Com informações O Antagonista

Estados Unidos – A Câmara dos Deputados dos EUA vai entregar na próxima segunda, 25, ao Senado o pedido de impeachment de Donald Trump. A informação foi dada pelo líder da agora maioria democrata no Senado dos Estados Unidos, Chuck Schumer. O pedido, explica o líder, foi feito após Trump incitar uma insurreição.

Com isso, terá início o julgamento que pode impedir com que Trump tente assumir o cargo novamente. Na semana passada, a Câmara dos Deputados aprovou o processo de impeachment, mas ele ainda tem que ser levado ao Senado, onde será julgado.

“Não tenham dúvida: um julgamento será realizado no Senado dos Estados Unidos e haverá um voto sobre se devemos condenar o presidente [Trump]”, disse o novo líder da Maioria, Chuck Schumer, no plenário, nesta sexta, 22. “Conversei com a presidente [da Câmara, Nancy] Pelosi, que me informou que o pedido será entregue ao Senado na segunda-feira”. Se aprovado no Senado, o impeachment pode banir Trump de exercer cargo público para sempre. Três presidentes americanos sofreram impeachment na Câmara (Trump sofreu duas vezes), mas nenhum deles jamais foi condenado pelo Senado.

O julgamento

Assim como ocorreu no ano passado, quando um primeiro processo de impeachment foi aberto contra Trump, a Câmara terá de nomear os deputados responsáveis por apresentar a acusação contra Trump e argumentar porque o republicano deve ter o mandato cassado.

Da mesma forma, os senadores ouvirão a defesa do presidente.
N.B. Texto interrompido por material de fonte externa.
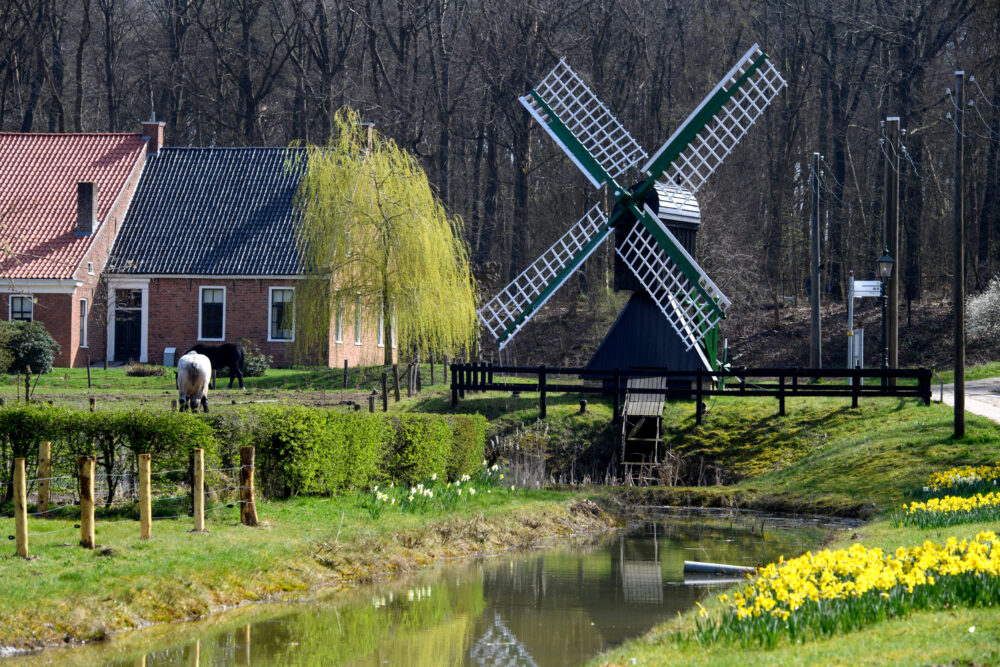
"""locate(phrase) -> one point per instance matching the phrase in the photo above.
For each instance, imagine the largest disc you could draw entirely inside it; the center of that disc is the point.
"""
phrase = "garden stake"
(86, 466)
(44, 474)
(20, 508)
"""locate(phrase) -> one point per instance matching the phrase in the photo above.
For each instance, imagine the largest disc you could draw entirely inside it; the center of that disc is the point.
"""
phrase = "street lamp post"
(885, 264)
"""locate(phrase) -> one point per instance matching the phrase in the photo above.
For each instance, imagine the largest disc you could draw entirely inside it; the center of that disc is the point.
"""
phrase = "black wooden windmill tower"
(654, 221)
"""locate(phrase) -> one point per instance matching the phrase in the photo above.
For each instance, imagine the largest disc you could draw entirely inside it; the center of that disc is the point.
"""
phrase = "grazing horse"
(193, 373)
(225, 355)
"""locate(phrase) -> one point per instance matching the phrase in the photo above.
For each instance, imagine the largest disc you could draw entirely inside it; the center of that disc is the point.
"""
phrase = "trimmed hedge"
(299, 450)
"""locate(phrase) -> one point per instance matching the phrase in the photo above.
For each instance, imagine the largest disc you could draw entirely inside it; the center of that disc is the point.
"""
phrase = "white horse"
(194, 372)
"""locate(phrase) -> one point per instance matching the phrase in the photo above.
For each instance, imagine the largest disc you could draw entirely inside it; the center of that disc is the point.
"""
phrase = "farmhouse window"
(282, 325)
(381, 326)
(21, 308)
(212, 314)
(338, 327)
(357, 322)
(83, 323)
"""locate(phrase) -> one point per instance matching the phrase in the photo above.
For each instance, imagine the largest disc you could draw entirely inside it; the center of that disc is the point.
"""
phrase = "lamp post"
(885, 264)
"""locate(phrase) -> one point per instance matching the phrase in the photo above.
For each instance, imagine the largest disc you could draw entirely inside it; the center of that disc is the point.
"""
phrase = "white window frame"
(141, 284)
(10, 307)
(358, 321)
(338, 318)
(84, 314)
(270, 305)
(201, 289)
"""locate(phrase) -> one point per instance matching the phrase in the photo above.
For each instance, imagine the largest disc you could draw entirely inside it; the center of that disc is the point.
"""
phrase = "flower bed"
(841, 590)
(950, 510)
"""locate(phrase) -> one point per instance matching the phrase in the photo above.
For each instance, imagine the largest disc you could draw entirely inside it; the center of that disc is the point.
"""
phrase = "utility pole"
(816, 342)
(959, 287)
(893, 150)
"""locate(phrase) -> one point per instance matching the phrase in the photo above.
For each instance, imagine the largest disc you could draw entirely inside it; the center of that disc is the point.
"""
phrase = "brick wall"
(173, 320)
(60, 313)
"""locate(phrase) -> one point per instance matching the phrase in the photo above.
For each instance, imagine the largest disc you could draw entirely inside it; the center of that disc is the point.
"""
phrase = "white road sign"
(867, 288)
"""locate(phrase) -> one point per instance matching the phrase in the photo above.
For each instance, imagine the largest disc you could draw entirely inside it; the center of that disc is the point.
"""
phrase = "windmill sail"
(692, 308)
(582, 126)
(708, 135)
(511, 309)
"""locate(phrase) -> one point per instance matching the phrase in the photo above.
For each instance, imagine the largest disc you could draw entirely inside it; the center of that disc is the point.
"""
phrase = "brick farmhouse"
(183, 246)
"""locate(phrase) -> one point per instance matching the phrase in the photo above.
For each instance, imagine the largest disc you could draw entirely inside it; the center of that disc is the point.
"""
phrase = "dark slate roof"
(212, 211)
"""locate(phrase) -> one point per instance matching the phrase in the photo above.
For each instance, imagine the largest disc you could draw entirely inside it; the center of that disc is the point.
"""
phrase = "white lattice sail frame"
(504, 309)
(587, 119)
(703, 155)
(684, 306)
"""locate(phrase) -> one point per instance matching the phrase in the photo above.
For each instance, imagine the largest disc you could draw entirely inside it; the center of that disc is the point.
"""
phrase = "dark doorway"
(128, 324)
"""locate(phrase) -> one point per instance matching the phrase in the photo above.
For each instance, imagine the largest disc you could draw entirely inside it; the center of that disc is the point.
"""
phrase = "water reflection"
(553, 607)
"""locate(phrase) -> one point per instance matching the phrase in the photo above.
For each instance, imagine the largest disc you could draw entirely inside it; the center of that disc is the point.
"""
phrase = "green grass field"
(66, 591)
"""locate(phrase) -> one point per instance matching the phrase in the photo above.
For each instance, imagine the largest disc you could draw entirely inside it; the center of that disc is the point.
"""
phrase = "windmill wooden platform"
(642, 431)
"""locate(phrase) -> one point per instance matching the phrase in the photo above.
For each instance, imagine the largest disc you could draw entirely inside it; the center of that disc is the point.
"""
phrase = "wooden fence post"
(44, 474)
(86, 467)
(199, 490)
(145, 496)
(20, 508)
(385, 392)
(781, 395)
(855, 385)
(616, 381)
(541, 392)
(699, 408)
(248, 506)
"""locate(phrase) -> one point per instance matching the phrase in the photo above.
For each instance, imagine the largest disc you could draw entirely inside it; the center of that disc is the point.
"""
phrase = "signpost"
(857, 289)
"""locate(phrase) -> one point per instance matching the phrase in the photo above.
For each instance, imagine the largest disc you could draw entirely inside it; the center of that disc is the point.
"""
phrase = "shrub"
(468, 444)
(982, 312)
(255, 362)
(140, 369)
(29, 344)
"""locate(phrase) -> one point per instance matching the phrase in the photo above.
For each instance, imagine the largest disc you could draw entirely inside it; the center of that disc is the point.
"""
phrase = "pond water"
(560, 605)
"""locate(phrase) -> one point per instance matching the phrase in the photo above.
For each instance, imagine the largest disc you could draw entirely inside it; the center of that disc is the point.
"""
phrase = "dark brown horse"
(227, 354)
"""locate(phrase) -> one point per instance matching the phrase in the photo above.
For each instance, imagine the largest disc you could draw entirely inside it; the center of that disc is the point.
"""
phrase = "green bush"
(299, 450)
(313, 451)
(421, 448)
(115, 437)
(468, 444)
(28, 344)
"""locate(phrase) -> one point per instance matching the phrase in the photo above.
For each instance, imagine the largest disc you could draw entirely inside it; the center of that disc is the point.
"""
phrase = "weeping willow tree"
(374, 235)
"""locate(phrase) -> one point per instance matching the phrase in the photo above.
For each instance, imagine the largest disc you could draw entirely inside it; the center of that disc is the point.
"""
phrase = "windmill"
(600, 146)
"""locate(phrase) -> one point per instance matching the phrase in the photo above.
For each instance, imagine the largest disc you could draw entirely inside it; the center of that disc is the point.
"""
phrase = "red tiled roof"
(38, 184)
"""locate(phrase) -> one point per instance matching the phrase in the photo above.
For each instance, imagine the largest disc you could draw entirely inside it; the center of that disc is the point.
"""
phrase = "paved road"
(982, 397)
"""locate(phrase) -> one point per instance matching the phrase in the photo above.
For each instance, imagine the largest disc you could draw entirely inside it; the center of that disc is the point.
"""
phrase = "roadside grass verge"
(69, 594)
(922, 637)
(823, 456)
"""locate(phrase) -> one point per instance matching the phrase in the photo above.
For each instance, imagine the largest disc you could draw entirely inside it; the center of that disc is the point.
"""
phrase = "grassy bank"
(823, 457)
(69, 594)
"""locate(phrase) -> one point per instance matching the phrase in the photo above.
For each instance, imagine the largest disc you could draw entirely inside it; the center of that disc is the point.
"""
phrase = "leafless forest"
(442, 77)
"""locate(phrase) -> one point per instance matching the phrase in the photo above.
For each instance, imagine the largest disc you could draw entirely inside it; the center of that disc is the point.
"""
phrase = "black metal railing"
(780, 383)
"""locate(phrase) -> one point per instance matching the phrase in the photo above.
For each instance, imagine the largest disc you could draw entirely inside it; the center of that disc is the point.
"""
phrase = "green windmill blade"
(604, 151)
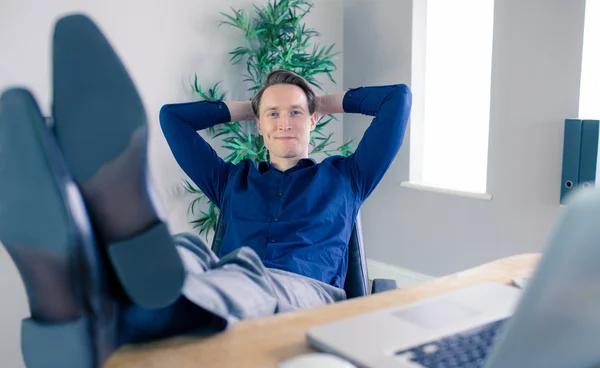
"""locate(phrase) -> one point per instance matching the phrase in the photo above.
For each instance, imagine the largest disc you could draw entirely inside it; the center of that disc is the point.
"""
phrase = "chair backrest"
(357, 279)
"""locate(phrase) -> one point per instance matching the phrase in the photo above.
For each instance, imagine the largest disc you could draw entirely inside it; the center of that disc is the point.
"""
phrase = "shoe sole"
(100, 124)
(44, 228)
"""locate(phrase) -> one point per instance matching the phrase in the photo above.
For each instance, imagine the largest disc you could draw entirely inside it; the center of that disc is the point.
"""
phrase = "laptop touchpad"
(436, 314)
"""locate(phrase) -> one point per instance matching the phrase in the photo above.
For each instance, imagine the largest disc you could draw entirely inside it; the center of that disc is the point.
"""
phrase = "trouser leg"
(217, 293)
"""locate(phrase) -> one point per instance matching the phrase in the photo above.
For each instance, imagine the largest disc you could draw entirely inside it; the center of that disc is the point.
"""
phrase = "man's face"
(285, 122)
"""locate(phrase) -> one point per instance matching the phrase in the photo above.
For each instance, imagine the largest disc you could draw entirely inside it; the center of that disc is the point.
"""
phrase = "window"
(452, 57)
(589, 95)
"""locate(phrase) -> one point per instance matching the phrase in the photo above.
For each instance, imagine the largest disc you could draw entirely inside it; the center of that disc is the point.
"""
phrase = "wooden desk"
(267, 341)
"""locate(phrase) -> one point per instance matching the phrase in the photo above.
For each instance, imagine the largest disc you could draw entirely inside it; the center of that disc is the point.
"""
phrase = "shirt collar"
(265, 166)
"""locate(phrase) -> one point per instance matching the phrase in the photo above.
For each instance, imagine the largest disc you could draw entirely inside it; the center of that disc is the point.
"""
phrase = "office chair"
(357, 279)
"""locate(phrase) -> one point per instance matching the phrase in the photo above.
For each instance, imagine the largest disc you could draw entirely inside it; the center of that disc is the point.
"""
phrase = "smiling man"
(102, 269)
(291, 214)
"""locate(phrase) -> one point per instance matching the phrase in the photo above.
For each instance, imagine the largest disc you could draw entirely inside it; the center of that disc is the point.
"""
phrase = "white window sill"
(427, 188)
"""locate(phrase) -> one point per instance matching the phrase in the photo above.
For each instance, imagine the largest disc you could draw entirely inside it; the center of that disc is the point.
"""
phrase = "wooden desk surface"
(265, 342)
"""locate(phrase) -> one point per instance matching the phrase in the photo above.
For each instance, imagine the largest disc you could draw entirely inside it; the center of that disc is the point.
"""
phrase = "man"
(101, 270)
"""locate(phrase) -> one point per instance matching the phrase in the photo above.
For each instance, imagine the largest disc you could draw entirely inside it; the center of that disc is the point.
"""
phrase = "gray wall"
(163, 45)
(535, 85)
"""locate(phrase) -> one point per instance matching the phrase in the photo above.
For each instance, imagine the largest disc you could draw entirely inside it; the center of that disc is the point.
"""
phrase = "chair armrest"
(380, 285)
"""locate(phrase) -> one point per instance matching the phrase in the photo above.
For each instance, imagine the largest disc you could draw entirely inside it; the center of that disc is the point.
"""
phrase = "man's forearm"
(331, 103)
(240, 110)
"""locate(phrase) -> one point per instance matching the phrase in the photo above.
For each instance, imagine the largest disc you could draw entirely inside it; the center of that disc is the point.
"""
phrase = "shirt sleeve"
(180, 123)
(390, 105)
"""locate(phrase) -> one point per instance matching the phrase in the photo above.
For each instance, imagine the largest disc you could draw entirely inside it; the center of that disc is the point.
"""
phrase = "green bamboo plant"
(274, 38)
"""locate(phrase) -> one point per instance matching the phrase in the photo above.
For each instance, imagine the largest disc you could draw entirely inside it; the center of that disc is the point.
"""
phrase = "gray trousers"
(220, 292)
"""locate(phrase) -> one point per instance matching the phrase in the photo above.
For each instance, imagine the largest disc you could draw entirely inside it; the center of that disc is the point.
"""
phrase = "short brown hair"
(281, 76)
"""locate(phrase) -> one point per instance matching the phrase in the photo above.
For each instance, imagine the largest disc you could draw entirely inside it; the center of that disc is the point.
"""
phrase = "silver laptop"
(554, 322)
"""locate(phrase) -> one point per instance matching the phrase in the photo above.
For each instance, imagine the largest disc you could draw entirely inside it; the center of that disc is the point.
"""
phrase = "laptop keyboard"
(465, 350)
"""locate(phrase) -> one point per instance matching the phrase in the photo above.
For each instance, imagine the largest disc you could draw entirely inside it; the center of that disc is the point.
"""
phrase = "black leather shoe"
(46, 230)
(100, 125)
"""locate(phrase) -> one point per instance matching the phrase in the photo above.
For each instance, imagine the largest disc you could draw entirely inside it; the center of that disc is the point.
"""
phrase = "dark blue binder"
(571, 155)
(588, 157)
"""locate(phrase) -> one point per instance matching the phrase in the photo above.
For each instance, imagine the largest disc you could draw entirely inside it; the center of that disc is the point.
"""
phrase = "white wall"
(162, 45)
(535, 85)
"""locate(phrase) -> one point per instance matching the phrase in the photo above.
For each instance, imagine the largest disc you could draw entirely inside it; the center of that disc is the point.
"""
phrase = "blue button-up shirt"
(299, 220)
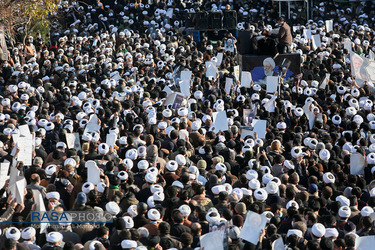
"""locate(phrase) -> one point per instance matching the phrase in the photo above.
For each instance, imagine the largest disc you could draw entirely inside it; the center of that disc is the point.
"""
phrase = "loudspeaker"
(216, 22)
(230, 20)
(201, 20)
(190, 20)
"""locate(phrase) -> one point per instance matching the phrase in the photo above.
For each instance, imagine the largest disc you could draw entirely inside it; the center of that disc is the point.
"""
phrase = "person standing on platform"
(285, 37)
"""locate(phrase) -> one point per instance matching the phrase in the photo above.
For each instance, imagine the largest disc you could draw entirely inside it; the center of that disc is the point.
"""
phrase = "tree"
(28, 14)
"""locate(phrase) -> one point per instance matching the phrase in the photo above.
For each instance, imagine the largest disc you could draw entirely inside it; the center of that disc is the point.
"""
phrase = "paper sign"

Após as audiências, os senadores votam se Trump será ou não condenado por incitar a insurreição, após centenas de extremistas e apoiadores ter invadido o prédio do Capitólio, sede do Congresso americano durante a sessão que formalizava a eleição de Biden.

Para que haja a condenação, dois terços do parlamento devem votar “sim”. Como normalmente as 100 cadeiras ficam divididas no Senado por uma margem pequena entre os partidos, é muito difícil um presidente dos EUA ter o mandato cassado — isso nunca aconteceu na história do País.

Com a nova formação do legislativo, os democratas assumiram formalmente a maioria no Senado. Além disso, a vice-presidente, Kamala Harris, é também presidente do Senado — quem, diante do cenário de empate 50-50, tem o voto de minerva.

Assim, considerando que são necessários dois terços dos votos para cassar um presidente, será preciso que 17 senadores republicanos rompam com Trump para condená-lo.

Essa é uma das incógnitas: um pequeno grupo no partido já avisou que votará pela condenação, mas ainda é insuficiente. Tudo depende, segundo a imprensa americana, da sinalização dada pelo líder republicano Mitch McConnell, considerado muito influente entre os correligionários.